I took a break from all things Tea Party this last weekend, and hit the highway – this in support of the book thing. You remembered the book and author thingy, that I work on, in between blogging for this and that, managing this and that, editing or reviewing this and that, designing this and that? Anyway, months ago I had been invited to participate in a one-day multi-cultural festival at the Fort Bend Museum in Richmond on Saturday. It used to be more of a strictly Hispanic festival, but the director wanted to incorporate something of the German and Czech element, and I thought it might be fun, and they said I could sell copies of the Trilogy … so there I went. It was the first long road-trip in the GG, the new-to-me Acura Legend that replaced the VEV last month, three hours on IH-10 East, almost-but-not-quite to Houston.
Blondie was supposed to go with me; we were to stay Friday night at the director’s house, do the festival and stay Saturday night, and come back early Sunday morning. I guess we could have gone up early Saturday morning, as the festival didn’t start until noon, and come back that night – but it did seem like an awful lot of driving in one day. But our next-door neighbor’s grandson wasn’t available to look after the animals, and Blondie had a big test on Wednesday – so, there I went, off on my own. Driving back on Saturday night was simply out of the question, after a long afternoon at the festival.

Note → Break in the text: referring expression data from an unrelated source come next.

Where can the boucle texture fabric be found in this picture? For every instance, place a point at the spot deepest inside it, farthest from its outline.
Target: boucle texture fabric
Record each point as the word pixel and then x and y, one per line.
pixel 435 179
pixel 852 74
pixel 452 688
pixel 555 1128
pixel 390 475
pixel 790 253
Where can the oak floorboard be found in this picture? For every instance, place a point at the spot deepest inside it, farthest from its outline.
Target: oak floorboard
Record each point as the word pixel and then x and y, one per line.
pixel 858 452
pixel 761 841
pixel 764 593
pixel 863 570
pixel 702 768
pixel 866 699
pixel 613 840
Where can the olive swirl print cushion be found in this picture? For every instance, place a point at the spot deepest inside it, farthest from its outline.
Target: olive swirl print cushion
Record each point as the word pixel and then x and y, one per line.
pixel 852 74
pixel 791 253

What a joy to drive a car where everything worked, reliably – especially the air conditioning, even if I lost the classical music station a few miles east of the turn-off for Gonzalez. And even more of a joy – getting to Katy and only having run through half a tank of gas.
That part of East Texas is subtly different from the area around San Antonio, and the Hill Country that I know – it’s more heavily wooded, with stands of massive, spreading oak trees interspersed with meadows of tall-grass – and much, much greener, especially after a summer where we haven’t had all that much rain. I zipped over rivers – the Guadalupe, the Colorado, and finally the Brazos – all running deep and placid. Around Richmond, suburban lawns are lush and green – not half-dead and crispy brown as they are around San Antonio. In East Texas, tall oaks loom over the houses, and the smaller trees form tangled thickets, stitched together with wild grapevines. There are creeks with water running in them, lakes and waterways – it reminds me of England, a bit. This was the bit of Texas that was historically more Anglo; there was never much Hispanic presence here. It was the closest to the then-United States in the 19th century, and presumably offered those American settlers in Texas a little more of what they were accustomed to, as far as landscape and plant-life went; a little more Southern rather than Southwest, flatter rather than gently rolling.
Richmond is pretty much now a bedroom suburb of Houston. Enough remains of the town to show what it once was like, when it was a discrete entity to itself , anchored by the railway and a bend of the Brazos, adorned with stately, white-pillared homes, rambling Victorian cottages trimmed with yards of wooden gingerbread trim, and dignified old two-storey commercial blocks on the main street. Here and there, during the last half-century, someone with lots of money and no sense of fitness shoe-horned in a structure of concrete-shoe-box style modern – every example of such being as jarringly out of place as a juicy fart in church. Which is a good thing, I guess, that Richmond was prosperous enough over the years that institutions and businesses could to rebuild – but still, it must make it a challenge to pull off a historical district, when the district is broken up with indigestible chunks of Brutal Concrete Moderne.
Anyway – I had a lovely time, talked to a fair number of people, sold three sets of the Trilogy – including two sets to members of the local German heritage society, both of whom knew very little about the Hill Country settlements and the Adelsverein scheme generally. There were a lot of early Texas connections in Richmond – meaning, from the 1820s and 1830s. Jane Long – the widow of one early pioneer/adventurer lived there for many years, as did Carry Nation, she of the saloon-smashing temperance brigade. So did Mirabeau Lamar, sometime president of the Republic of Texas, who fought with Sam Houston like two tomcats in a sack. Sam Houston’s master of scouts, Erastus “Deaf†Smith is also buried there – ostensibly on the current museum’s grounds, but possibly underneath the nearby street intersection. And Benjamin Franklin Terry, of Terry’s Texas Rangers Civil War fame, came from nearby and recruited locally – his saddle, out of which he was shot in fighting around Woodsonville, Kentucky, is in the museum. And after the end of the Civil War, the Woodpeckers and the Jaybirds – gangs formed by partisans of Reconstruction, and of Southern sympathizers fought at least one pitched battle for control of Fort Bend County.
Some of this – people, places and events will eventually become part of my new trilogy, but you will probably have to wait a couple of years to find out exactly how much.